We may cave in to peer pressure, marketing and persuasion, but faced with decisions, the default response programmed into our brains is to say "no," a recent study suggests.
A new computational model based on data from rodent brains shows that "Go" and "No-Go" signals compete in the brain, originating from the nerve cells in the striatum -- a part of brain that plays a crucial role in decision making, learning and various motor functions. But, the deck is stacked against the Go neurons, which are expressed in D1 type dopamine receptors, says Arvind Kumar the senior author of the study and a researcher at the Department of Computational Biology at KTH Royal Institute of Technology in Stockholm.

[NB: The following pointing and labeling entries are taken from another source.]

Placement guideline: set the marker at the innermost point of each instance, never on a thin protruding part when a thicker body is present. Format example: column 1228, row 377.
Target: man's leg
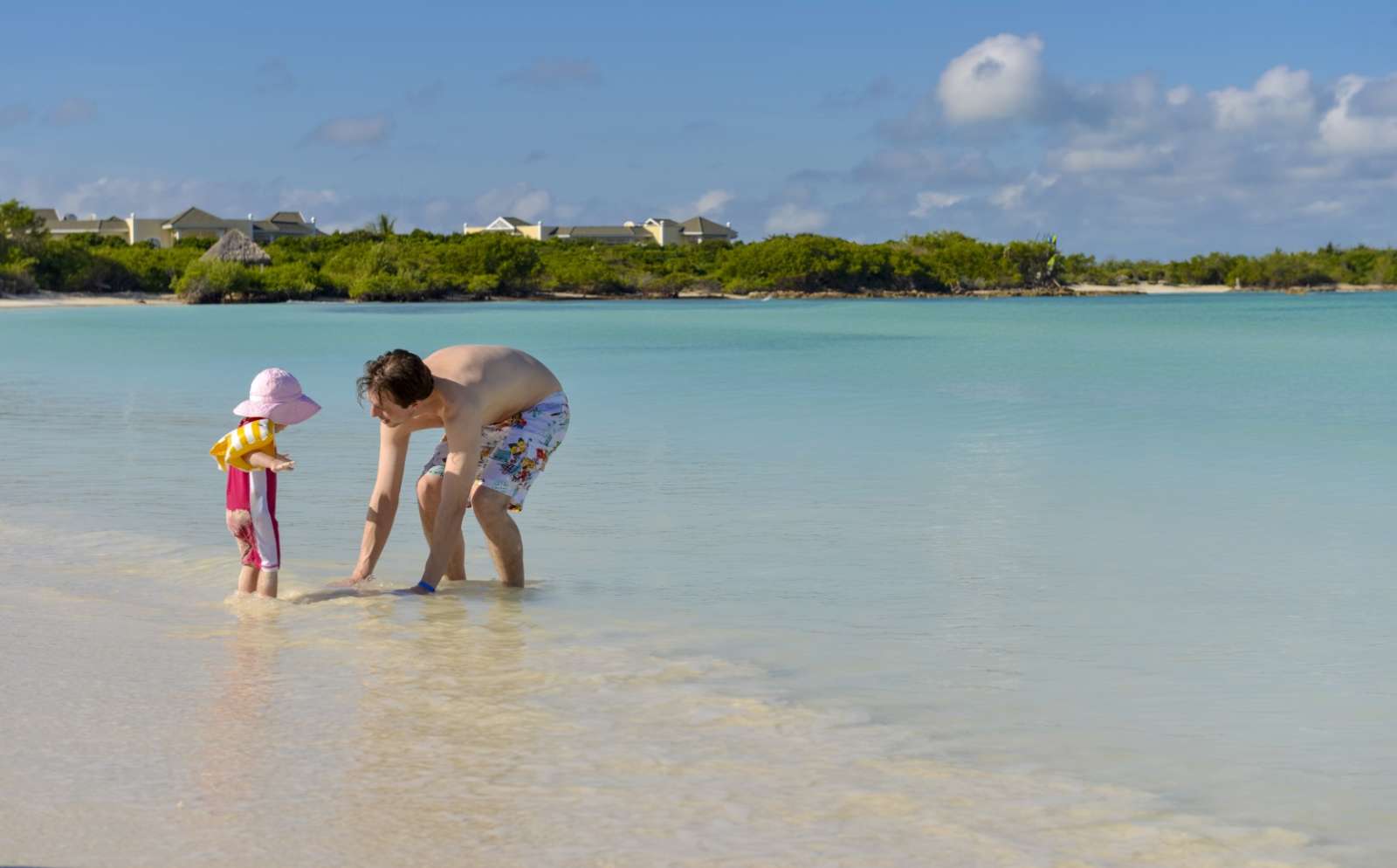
column 492, row 511
column 267, row 583
column 248, row 579
column 430, row 497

"It could be that humans are wired to be natural naysayers," Kumar says. The reason is that the D1 (Go) neurons and their rival D2 (No Go) neurons are projected in pathways within the striatum that inhibit each other. "However, it turns out that the No-Go pathway exerts more inhibition on the Go pathway than vice versa," he says.
"This inherent bias creates the decision transition threshold for the kind of input that is likely to change your preference," Kumar says. "One way to adjust the threshold is through learning. Another way is with neuromodulators like dopamine."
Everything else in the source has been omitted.